I think writers suffer from a particular kind of mood swing:
-When writing is going good its like your made of magic. Your effective, brilliant, poignant, witty, the message of the human condition is coursing through your fingertips like lightening–and everyone’s going to love it.
-When writing is going bad its like your stuffed with sand bags. Your immobile, stuck, so agonized by your awkwardness, by your inability to properly communicate, that you start to think only a crazed masochist would willingly subject themselves to this kind of mental torture as an “unpaid hobby”…so why not just give it up? Everyone’s going to hate it, anyway…
I try to take a Zen like approach to these mood swings. Just observe them; don’t cling. Let the judgments flow past like the scent of cherry blossoms on a breeze…

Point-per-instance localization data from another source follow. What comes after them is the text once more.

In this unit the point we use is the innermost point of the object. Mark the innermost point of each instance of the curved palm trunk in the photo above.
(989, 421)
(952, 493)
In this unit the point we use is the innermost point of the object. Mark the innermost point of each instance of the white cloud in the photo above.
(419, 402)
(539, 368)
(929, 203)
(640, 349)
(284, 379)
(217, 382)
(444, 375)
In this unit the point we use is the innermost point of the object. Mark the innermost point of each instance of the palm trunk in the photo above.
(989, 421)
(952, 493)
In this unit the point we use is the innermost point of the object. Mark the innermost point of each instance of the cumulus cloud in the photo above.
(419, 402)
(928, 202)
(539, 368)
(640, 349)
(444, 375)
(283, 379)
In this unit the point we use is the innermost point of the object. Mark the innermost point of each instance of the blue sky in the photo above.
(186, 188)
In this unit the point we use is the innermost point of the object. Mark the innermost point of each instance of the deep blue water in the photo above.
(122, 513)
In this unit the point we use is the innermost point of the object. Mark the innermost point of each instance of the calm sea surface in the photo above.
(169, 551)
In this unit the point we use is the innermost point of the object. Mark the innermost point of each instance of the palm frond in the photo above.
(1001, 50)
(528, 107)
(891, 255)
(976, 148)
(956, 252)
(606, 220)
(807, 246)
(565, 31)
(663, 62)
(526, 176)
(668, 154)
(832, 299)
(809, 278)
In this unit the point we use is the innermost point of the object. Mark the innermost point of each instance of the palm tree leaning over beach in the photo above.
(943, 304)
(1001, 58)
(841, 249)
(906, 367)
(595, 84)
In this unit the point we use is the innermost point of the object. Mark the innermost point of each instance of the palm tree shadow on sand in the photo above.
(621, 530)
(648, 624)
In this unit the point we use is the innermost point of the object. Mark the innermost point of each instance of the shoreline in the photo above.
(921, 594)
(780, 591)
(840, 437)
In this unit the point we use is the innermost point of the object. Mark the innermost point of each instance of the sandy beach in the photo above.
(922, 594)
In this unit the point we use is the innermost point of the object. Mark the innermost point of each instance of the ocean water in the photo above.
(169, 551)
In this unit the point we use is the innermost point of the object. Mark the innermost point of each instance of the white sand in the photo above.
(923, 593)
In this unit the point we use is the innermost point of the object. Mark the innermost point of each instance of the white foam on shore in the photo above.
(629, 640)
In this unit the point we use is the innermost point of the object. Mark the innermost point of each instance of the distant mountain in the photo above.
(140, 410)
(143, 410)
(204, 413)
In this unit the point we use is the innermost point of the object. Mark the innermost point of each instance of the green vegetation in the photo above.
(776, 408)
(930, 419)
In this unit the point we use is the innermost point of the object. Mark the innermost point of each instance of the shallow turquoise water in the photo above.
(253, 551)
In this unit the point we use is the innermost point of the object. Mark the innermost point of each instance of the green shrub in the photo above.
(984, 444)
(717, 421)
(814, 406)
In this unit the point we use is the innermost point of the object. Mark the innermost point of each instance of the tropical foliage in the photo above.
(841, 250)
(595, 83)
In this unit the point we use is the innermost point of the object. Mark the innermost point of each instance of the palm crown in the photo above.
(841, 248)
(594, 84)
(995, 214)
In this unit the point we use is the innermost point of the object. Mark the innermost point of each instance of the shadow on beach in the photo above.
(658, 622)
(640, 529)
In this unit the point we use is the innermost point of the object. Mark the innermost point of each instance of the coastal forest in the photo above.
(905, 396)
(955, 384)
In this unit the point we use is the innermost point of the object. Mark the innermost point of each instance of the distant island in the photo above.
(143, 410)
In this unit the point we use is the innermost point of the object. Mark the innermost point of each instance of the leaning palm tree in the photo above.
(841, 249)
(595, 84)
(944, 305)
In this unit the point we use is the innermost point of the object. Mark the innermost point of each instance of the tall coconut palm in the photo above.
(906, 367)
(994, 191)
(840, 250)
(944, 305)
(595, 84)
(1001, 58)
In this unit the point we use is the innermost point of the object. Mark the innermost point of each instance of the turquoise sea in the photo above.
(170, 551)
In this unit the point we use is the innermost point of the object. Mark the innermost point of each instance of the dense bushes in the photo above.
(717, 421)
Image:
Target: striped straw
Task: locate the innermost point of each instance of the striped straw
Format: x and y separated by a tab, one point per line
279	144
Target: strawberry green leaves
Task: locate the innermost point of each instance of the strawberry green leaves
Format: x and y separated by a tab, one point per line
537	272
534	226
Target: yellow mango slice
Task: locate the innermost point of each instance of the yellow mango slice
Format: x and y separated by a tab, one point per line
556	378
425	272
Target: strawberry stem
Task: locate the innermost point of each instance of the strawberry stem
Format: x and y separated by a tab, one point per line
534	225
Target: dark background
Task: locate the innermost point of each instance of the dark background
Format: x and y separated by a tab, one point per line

Keep writing. Persistence is the key.
In fact, I’d like to officially recognize myself and all the other writers like me out there for their diligent and determined effort. If there was an award for grit, resilience, stubbornness and sheer bloodymindedness in the face of performance anxiety and self-doubt, then we would win it, don’t you think?
I think the book IS the award we writers get for our grit, resilience, stubbornness, and sheer bloody-mindedness. 🙂
And I agree about the mood swings. I’m Bipolar, so I’m swinging back and forth even on a good day. I’ve often wondered if my Bipolar is caused by my being a writer or if I write because I’m Bipolar. lol
The Zen-like approach sounds like a good one. I wish I could remember to use it when anxiety and self-doubt blow everything else out of my head.